Aku meringis dan terjatuh ke lantai. “Shit!” Aku mengumpat.
“Apa yang kau lakukan padaku?” Tanya dia sekali lagi sambil menyilangkan tangan di dada. Lalu Daisy meraba tubuhnya dan mencari sesuatu yang hilang. Mungkin pakaian dalam atau kancing pakaiannya yang terbuka. Tapi aku tidak sebrengsek itu.
“Aku tidak melakukan apapun.” Aku mengangkat kedua tanganku.
“Kenapa aku ada di sini?” Daisy menatap ke sekitar.
“Kau pingsan.”
“Ha?” Dia tampak terkejut. “Kenapa aku bisa ….” Daisy memijit pelipisnya. Lantas menatapku lagi. “Pukul berapa sekarang?”
“Ng ….” Aku melihat jam tangan. “Lima sore.”
“Astaga.” Daisy buru-buru keluar dari ruanganku. Aku nengikuti langkahnya. Daisy mencari ponsel di dalam tas yang ada di meja kerjanya. Kemudian Daisy menatap ponselnya dan mengumpat. “Shit!”
Aku tidak mengerti apa yang telah terjadi. Tapi Daisy segera mengambil barang-barangnya dan menuju lift.
“Kau mau pulang?” Tanyaku ketika Daisy sudah memasuki lift.
“Maaf Pak. Aku pikir, ini sudah jam pulangku.” Dan pintu lift tertutup.
Aku menghela napas panjang. Lalu kembali masuk ke dalam ruangan. Aku mengintip Daisy dari jendela kaca. Daisy berlari kecil menghampiri pacarnya, si Vespa Butut yang tengah menunggu di tepi jalan.
Aku tidak tahu apa mereka bicarakan. Karena tidak mungkin bisa terdengar dari tempat aku berada. Tapi yang bisa aku lihat dari sini, sepertinya mereka bertengkar hebat. Daisy menyentuh tangan pacarnya, dan si brengsek menepis tangan Daisy dengan kasar. Lalu vespa butut mendorong tubuh Daisy.
Ini tidak bisa dibiarkan. Aku langsung bergegas menuju lantai bawah.

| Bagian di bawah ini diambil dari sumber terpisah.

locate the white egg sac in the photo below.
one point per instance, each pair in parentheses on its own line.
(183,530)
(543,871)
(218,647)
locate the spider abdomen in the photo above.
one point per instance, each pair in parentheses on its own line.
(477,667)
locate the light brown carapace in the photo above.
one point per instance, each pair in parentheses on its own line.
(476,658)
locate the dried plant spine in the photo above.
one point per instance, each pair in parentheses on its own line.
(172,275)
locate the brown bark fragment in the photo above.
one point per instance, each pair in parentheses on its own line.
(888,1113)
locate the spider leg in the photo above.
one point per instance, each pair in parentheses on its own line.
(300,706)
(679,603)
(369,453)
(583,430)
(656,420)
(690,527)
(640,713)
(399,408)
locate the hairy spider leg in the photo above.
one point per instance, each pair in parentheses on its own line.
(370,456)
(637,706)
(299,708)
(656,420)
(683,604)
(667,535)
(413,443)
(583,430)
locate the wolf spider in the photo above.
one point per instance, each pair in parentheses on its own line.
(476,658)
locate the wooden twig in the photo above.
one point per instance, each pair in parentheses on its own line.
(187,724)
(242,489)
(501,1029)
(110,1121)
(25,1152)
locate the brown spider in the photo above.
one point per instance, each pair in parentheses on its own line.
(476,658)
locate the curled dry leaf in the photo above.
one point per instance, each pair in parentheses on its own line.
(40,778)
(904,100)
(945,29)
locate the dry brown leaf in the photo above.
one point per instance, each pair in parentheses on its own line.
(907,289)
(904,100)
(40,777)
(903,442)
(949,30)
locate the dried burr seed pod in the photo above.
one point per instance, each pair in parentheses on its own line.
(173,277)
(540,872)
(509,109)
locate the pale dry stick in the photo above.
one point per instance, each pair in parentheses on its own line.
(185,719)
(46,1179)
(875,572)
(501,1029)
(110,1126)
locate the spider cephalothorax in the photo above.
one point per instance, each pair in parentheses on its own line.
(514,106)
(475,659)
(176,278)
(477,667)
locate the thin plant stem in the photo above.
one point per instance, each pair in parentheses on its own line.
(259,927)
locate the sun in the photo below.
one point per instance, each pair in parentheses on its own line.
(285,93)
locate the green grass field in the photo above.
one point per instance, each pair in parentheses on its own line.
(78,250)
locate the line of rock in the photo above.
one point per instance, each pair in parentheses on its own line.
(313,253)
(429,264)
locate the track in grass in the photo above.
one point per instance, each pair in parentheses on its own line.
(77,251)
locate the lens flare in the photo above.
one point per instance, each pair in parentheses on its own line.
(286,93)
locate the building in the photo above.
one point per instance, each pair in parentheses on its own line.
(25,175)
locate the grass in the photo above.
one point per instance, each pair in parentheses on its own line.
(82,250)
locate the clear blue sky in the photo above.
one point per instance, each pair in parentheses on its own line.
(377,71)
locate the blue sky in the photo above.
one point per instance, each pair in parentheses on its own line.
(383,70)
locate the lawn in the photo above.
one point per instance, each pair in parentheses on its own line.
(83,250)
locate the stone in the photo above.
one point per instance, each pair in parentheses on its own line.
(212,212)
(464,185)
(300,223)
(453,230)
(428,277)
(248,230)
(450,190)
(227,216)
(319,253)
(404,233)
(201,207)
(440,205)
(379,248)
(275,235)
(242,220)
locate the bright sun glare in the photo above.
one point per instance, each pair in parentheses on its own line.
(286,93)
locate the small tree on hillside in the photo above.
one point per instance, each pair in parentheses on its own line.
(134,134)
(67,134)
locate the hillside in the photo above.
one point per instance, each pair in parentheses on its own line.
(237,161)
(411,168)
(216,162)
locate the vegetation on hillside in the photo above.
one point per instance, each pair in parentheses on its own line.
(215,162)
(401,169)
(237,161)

Pertengkaran mereka masih berlangsung hangat. Beberapa orang yang ada di sekitar sampai berhenti berjalan demi menyaksikan tontonan gratis.
“Aku pingsan, maafkan aku,” ujar Daisy pada pacarnya.
“Jangan bohong, Daisy! Kau tidak pernah menghargai aku ya? Aku sudah menunggumu berjam-jam di sini!” Vespa butut memaki. “Atau kau sedang melakukan sesuatu dengan bosmu ya? Dia menyentuhmu?” Vespa butut menarik Daisy dan memperhatikan seluruh tubuh Daisy. Lantas matanya mengarah pada kancing kemeja tengah Daisy yang terbuka. Bukan aku pelakunya. Mungkin saja lepas sendiri.
“Apa ini!” Vespa butut menarik kemeja Daisy. “Ternyata kau perempuan murahan!”
"Sayang ... aku bersumpah tidak melakukan apapun."
"Terus ini apa?" vespa butut kembali menarik kemeja Daisy. "Kau mau berbohong lagi."
Daisy menggeleng. "Aku mencintaimu. Aku tidak pernah jatuh cinta kepada laki-laki lain, selain kamu." Air mata Daisy meriak membasahi wajah.
"Dasar wanita pembohong. Mulutmu terdengar manis sekali." Vespa butut mendorong Daisy. Sampai tubuh Daisy menabrak dadaku.
"Kau tidak apa-apa?" Aku berusaha memastikan kondisi Daisy.
"Siapa kau?" Vespa Butut melototiku.
“Kau tidak boleh kasar dengan wanita," kataku sambil menata Vespa Butut.
“Jangan ikut campur!” Vespa butut memelototiku. “Daisy tunanganku. Kau siapanya?”
“Aku bosnya.”
“Ooh. Jadi ini bosmu?” Vespa butut menatap Daisy. Wanita itu menundukkan kepala. “Jadi kau tidur dengan dia?” Tuduh vespa butut.
Daisy mendongak. “Tidak. Aku tidak pernah tidur dengan laki-laki lain.”
“Jangan bodoh!”
“Hei … Daisy bilang tidak pernah, ya tidak pernah. Kau jangan menuduh tunanganmu sendiri,” kataku.
Vespa butut tetap menghardik Daisy. “Tetap saja bagiku kau perempuan murahan!”
Aku benar-benar tidak tahan dan langsung meninju vespa butut sampai dia tersungkur ke lantai. “Aku tidak suka melihatmu tidak menghargai wanita.”
“Kau ….” Dia mengerang kesal sembari menyentuh sudut bibirnya yang berdarah.
Aku memperbaiki stelan jasku. “Ini kantorku. Jika kau macam-macam lagi, aku akan menghubungi polisi.”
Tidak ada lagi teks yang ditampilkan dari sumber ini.